Jul 24 2006
Unwashed hands in England's hospitals are contributing to the spread of meticillin-resistant Staphylococcus aureus (MRSA) and will continue unless healthcare professionals are taught to assess risk, reveals new research.
Evidence to support this claim was found during a research project which Dr Elizabeth Jenner, Principal Lecturer in Infection Control in the University's School of Nursing and Midwifery, conducted into healthcare professionals' hand hygiene practices.
The research which was led by the University of Hertfordshire consisted of Professor Ben Fletcher, Head of the University's School of Psychology, Dr Linda Miller, Senior Research Fellow, Institute of Employment Studies (IES), Dr Fiona Jones, University of Leeds and Dr Geoff Scott, University College London Hospitals.
The findings which are published in The Journal of Hospital Infection showed that 38% of the research sample of 71 health professionals failed to wash their hands after contact with MRSA patients, while 25% failed to wash their hands after contact with faeces and 38% failed to wash their hands after contact with blood.
Dr Jenner commented: "Inadequate hand hygiene practice contributes to the 8% prevalence rate of hospital-acquired infection which is currently costing the NHS in England nearly £1 billion per annum.
MRSA is spread predominantly by unwashed hands. This is now endemic in most of our hospitals. In fact, England now has the worst MRSA bacteraemia rate in Europe."
In a programme of eight research studies, undertaken under the University's School of Psychology, the team looked at the implications of inadequate hand hygiene in hospitals, its role in the spread of infection, such as MRSA, and the effectiveness of practical demonstrations and hand hygiene posters in carrying the message.
The research culminated in a study which observed healthcare professionals on hospital wards and compared their hand hygiene behaviour with self-reports of their actions, taking particular note of practice when working with patients infected or colonised with MRSA.

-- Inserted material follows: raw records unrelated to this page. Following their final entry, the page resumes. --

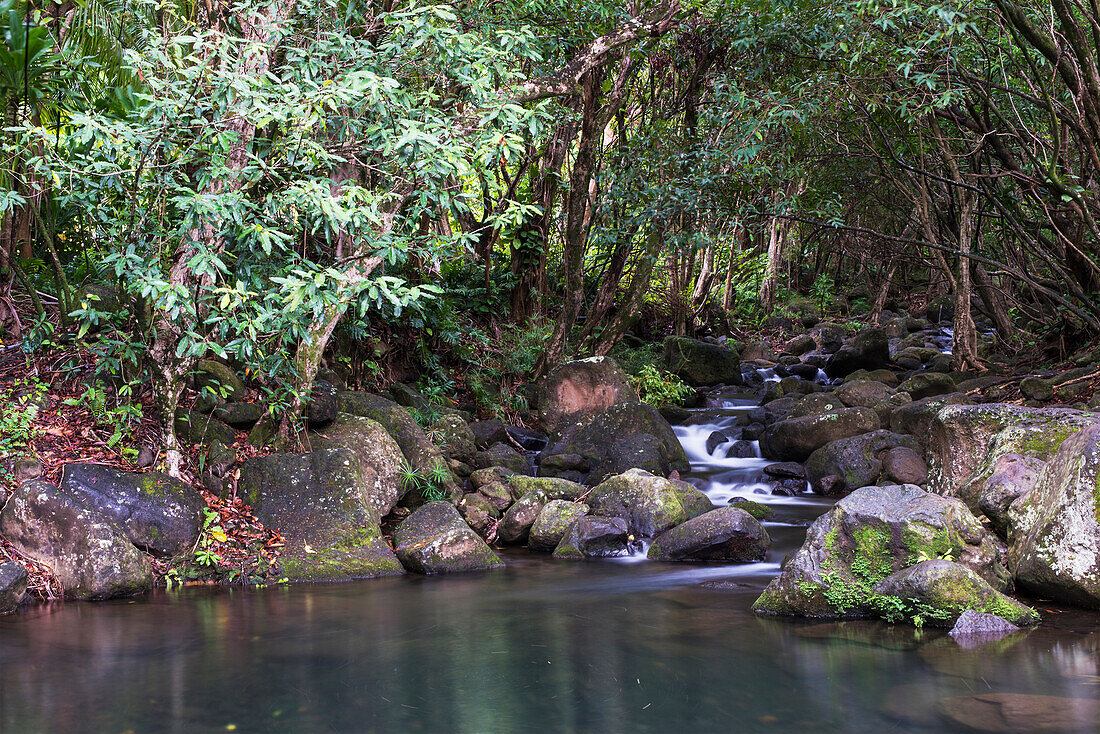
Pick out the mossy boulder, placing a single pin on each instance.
(649, 504)
(593, 537)
(1054, 534)
(702, 363)
(220, 379)
(436, 539)
(12, 587)
(552, 522)
(965, 441)
(627, 436)
(727, 534)
(517, 521)
(869, 535)
(927, 384)
(939, 591)
(326, 506)
(156, 513)
(417, 448)
(377, 466)
(90, 555)
(855, 461)
(574, 392)
(794, 439)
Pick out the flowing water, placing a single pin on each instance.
(617, 645)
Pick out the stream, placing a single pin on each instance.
(614, 645)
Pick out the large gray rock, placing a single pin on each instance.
(727, 534)
(326, 505)
(91, 556)
(417, 448)
(702, 363)
(869, 535)
(574, 392)
(623, 437)
(649, 504)
(12, 587)
(552, 522)
(1054, 535)
(156, 513)
(435, 539)
(856, 461)
(593, 537)
(796, 438)
(965, 441)
(939, 591)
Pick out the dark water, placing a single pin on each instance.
(541, 646)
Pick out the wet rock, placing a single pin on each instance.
(714, 440)
(578, 391)
(622, 437)
(374, 462)
(552, 522)
(436, 539)
(701, 363)
(869, 535)
(504, 456)
(219, 379)
(12, 587)
(1007, 713)
(867, 350)
(1036, 389)
(941, 591)
(927, 384)
(1054, 535)
(862, 393)
(91, 556)
(727, 534)
(785, 470)
(326, 505)
(1012, 477)
(796, 438)
(517, 521)
(453, 437)
(593, 537)
(420, 453)
(649, 504)
(156, 513)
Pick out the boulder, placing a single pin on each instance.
(91, 556)
(420, 453)
(939, 591)
(156, 513)
(436, 539)
(1054, 535)
(453, 437)
(856, 460)
(927, 384)
(326, 505)
(574, 392)
(627, 436)
(727, 534)
(867, 350)
(794, 439)
(593, 537)
(375, 462)
(864, 393)
(701, 363)
(869, 535)
(517, 521)
(12, 587)
(552, 522)
(649, 504)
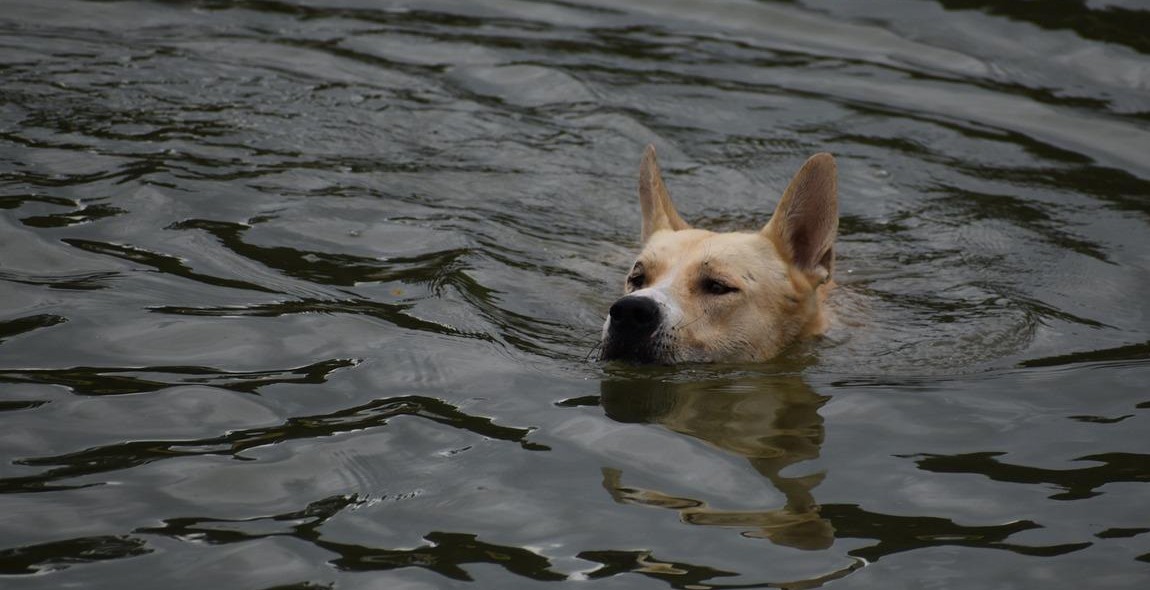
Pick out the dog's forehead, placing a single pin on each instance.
(690, 247)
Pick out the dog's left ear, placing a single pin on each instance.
(805, 222)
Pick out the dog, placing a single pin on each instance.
(697, 296)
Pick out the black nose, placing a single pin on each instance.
(636, 316)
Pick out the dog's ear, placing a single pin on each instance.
(658, 212)
(805, 222)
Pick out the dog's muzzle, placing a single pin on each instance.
(633, 330)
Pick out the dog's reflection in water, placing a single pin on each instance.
(773, 421)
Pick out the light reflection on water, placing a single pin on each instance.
(303, 295)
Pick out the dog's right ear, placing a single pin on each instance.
(658, 212)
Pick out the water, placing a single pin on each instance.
(301, 295)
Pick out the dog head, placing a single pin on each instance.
(696, 296)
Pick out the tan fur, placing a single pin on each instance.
(779, 276)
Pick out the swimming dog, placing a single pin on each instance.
(697, 296)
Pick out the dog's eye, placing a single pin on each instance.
(714, 286)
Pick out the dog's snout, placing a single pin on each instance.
(636, 315)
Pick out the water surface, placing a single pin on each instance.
(305, 295)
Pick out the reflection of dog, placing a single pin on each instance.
(774, 422)
(696, 296)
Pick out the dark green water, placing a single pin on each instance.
(301, 293)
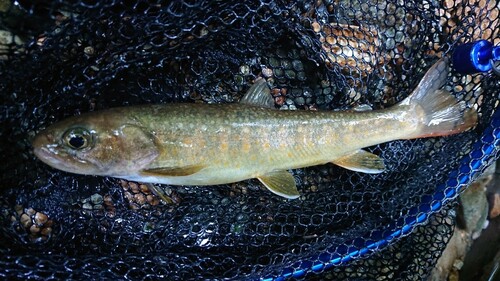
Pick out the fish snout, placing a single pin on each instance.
(42, 142)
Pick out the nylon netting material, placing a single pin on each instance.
(63, 58)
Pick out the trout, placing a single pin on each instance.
(211, 144)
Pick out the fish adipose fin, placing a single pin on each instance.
(173, 171)
(439, 113)
(361, 161)
(259, 95)
(281, 183)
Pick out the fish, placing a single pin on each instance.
(211, 144)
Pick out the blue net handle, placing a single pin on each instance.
(484, 152)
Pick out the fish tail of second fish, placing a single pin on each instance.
(438, 112)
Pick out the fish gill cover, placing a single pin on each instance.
(63, 58)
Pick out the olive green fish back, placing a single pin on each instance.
(62, 58)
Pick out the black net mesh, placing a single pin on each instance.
(62, 58)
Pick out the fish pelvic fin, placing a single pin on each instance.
(281, 183)
(361, 161)
(437, 111)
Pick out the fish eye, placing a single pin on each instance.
(77, 138)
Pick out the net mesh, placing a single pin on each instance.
(62, 58)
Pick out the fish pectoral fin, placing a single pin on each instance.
(361, 161)
(281, 183)
(259, 95)
(173, 171)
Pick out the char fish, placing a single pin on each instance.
(210, 144)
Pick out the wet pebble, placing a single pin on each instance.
(300, 101)
(96, 199)
(245, 69)
(41, 218)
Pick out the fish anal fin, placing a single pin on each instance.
(159, 193)
(259, 95)
(281, 183)
(173, 171)
(361, 161)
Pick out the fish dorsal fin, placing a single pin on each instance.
(259, 95)
(281, 183)
(173, 171)
(361, 161)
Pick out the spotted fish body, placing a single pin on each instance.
(199, 144)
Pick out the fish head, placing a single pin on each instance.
(96, 144)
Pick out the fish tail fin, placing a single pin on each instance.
(438, 112)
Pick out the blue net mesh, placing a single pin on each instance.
(62, 58)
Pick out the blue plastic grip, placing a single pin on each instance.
(475, 57)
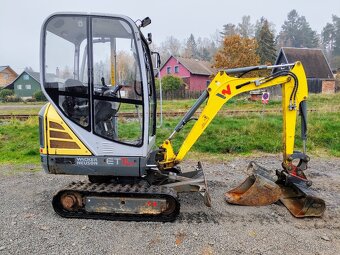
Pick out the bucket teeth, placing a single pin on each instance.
(256, 190)
(260, 188)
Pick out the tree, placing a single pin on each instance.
(206, 48)
(331, 40)
(190, 50)
(170, 83)
(296, 32)
(266, 44)
(245, 28)
(39, 96)
(236, 51)
(228, 29)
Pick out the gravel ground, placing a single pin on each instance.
(28, 224)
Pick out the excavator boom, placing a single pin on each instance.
(292, 186)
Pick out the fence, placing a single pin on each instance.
(180, 94)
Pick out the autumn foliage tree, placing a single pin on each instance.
(236, 51)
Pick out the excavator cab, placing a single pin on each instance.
(98, 77)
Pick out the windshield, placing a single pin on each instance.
(95, 56)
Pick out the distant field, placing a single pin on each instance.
(226, 136)
(326, 103)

Professor Ben Fletcher, Principal Supervisor of the research programme commented: "What is most worrying here is that healthcare professionals say one thing and they do another. There is no link between what they say and what they do.
"If we adopt a culture where we urge healthcare workers to treat everyone as if they are infected, then they stop risk assessing. They can't wash their hands all the time, so we need to teach them how to risk assess."